“Bu Ve tak secantik mama dan begitulah kejujuranku. Namun, hatinya jauh lebih cantik. Aku tempatkan ia tak lagi sederajat dengan wanita yang kusebut mama, tapi jauh di atasnya. Hingga seberapa jauh keinginanku untuk mengetahui tentang mama, masih hidupkah ia, telah lenyap karenanya.” (FREA)
Indahnya sebuah kamar berdinding warna pink lembut. Kasurnya empuk, selimut halus, dan hangat. Beberapa boneka panda, kucing, dan kelinci berjajar di sana. Hal itu begitu nyaman di pikiran Frea kecil yang meringkuk dan menggigil di sudut ruang yang lembap. Samar-samar ada suara di balik pintu.
“Nyonya tidak mengetahui di mana Fre?”
“Di kamar mandi,” jawabnya singkat. “Awas kalau mengadu pada Tuan!” terlontar peringatan yang menandakan ketidaksukaan.
“Kenapa, Nyonya? Kasian Fre.”
“Dia membuat onar. Tiba-tiba datang ke kamarku dan merengek-rengek.”
Kriiincingg...... suara benda jatuh di lantai diikuti derap langkah yang semakin menjauh dan hilang. Frea menduga mamanya telah membuang kunci kamar mandi karena tak berapa lama pintu yang terus ia tatap tadi terbuka. Wajah Bu Ve menampakkan guratan cemas. Ia mendekap, lalu mulai mengamati kulit jari-jari tangan yang pirut. Baju juga sudah setengah kering, tapi tubuh yang Bu Ve peluk masih tetap menggigil.
Bu Ve menatih Frea keluar kamar mamanya. Ia mencuri pandang ke sekeliling. Namun, tak menemukannya. Saat menuruni tangga, masih menengok ke atas dan pasang matanya terus mencari-cari. Akhirnya, hanya bisa tertunduk lesu dan sangat ingin menangis. Bu Ve menguatkan hati Frea dengan memegang pundak dan mengiringi langkahnya ke kamar. Piama tidur—bergambar balon warna-warni—sudah tertata rapi di atas tempat tidur. Tanpa sadar, senyum Frea mulai mengembang. Ia mengangguk, lalu penuh suka cita mengganti bajunya dengan piama yang sudah disiapkan. Amat menyukai wujud kasih sayang itu. Frea kecil yang lugu.

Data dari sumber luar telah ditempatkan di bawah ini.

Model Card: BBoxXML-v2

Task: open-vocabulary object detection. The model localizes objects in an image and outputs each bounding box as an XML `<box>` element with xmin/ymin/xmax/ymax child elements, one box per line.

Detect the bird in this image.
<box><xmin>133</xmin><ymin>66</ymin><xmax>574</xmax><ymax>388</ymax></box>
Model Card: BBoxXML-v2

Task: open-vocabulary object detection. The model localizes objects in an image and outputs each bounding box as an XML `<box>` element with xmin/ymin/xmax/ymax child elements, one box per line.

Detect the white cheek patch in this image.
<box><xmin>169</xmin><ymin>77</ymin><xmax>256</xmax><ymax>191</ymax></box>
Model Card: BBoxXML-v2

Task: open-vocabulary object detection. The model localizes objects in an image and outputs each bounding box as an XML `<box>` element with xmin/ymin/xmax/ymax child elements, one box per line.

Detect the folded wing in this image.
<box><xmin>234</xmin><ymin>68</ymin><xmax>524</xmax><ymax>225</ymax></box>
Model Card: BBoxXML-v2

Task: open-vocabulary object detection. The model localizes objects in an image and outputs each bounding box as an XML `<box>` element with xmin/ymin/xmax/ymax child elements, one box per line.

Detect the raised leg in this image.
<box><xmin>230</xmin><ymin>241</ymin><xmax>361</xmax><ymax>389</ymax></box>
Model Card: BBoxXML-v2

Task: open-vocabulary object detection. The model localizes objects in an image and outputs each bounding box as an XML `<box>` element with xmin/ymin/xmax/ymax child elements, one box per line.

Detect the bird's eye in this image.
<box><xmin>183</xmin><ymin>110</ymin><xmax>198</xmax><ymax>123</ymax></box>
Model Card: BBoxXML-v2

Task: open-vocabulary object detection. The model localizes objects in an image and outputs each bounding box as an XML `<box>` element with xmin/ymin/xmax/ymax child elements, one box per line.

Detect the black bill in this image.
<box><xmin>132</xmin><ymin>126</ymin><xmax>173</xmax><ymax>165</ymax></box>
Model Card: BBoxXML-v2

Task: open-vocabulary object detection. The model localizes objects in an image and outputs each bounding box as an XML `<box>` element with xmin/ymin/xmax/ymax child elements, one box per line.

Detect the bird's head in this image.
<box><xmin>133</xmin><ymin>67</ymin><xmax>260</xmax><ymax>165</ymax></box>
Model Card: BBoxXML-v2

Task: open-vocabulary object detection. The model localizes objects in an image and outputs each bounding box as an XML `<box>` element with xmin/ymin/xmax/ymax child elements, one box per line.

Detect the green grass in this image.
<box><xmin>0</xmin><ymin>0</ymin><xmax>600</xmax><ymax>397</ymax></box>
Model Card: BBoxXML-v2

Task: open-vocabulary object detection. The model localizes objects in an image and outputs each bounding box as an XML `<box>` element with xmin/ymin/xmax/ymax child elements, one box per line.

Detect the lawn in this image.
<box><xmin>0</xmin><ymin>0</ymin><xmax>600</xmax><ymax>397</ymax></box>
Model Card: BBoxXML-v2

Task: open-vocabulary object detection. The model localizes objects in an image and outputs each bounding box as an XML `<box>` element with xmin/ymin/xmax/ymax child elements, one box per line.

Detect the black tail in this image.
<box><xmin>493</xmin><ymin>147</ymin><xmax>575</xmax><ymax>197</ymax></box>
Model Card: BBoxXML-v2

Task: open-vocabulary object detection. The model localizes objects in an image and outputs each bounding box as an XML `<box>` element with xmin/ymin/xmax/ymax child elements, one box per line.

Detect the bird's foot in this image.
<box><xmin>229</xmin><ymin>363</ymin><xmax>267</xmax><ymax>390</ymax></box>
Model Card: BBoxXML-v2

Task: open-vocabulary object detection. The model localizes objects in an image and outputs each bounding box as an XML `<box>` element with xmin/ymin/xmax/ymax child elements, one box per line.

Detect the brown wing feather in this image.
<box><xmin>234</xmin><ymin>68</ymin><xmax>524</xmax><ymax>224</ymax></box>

Bu Ve mengarahkannya untuk membaringkan diri, lalu menyelimuti, mengusap dahi, dan membelai rambut panjang yang setengah kering. Frea mulai memejamkan mata, seperti kucing yang patuh saat dielus-elus kepalanya. Tak tampak lagi ketakutan di wajah. Wajah yang selalu dibilang manis oleh pengasuhnya—dan kembali manis seperti sedia kala. Perasaan hangat. Kedua mata membuka kembali dengan sinar yang sengaja dipancarkan untuk wanita yang penuh kelembutan, yang saat ini di hadapannya.
“Nak, Ibu mohon padamu untuk selalu izin dulu ke mana pun kau akan pergi!” pintanya seraya menatap Frea serius. “Tadi Ibu khawatir karena tak menemukanmu di kamar. Ibu mencarimu ke seluruh ruangan di rumah ini.”
“Bu, maaf,” jawab Frea berat sembari menunduk.
Begitu menyesal karena pergi tanpa sepengetahuan Bu Ve. Ia ingat saat sang pengasuh menyisir rambut dan memintanya untuk tidur siang. Namun, ia sama sekali tidak tidur, tapi diam-diam ke kamar itu setelah Bu Ve pergi. Frea kecil yang polos amat merindukan mamanya.
“Hampir dua jam kami mencari, bahkan Ibu sempat meminta Pak Min untuk mengantar keluar,” ucap Bu Ve dengan nada mulai bergetar. Sorot matanya tajam, tapi tak berniat menakuti. Ia mencoba menahan air mata. “Beruntung pak satpam mengatakan bahwa tak ada satu pun orang yang keluar melewati gerbang,” tambahnya meraih Frea ke pelukan.
Jelas sekali isakan tangis Bu Ve—meluap deras tak mampu lagi ditahan-tahan—membuat Frea diam penuh rasa bersalah. Bu Ve perlahan melepaskan pelukan dan menyeka aliran di pipi yang tak mau berhenti. Bingung harus menghibur dengan cara bagaimana hingga Frea merasa tak ada yang bisa ia lakukan. Hanya bisa menghindar dengan polosnya. Menggerakkan badan menyamping. Saat Bu Ve menangis, Frea sungguh kebingungan.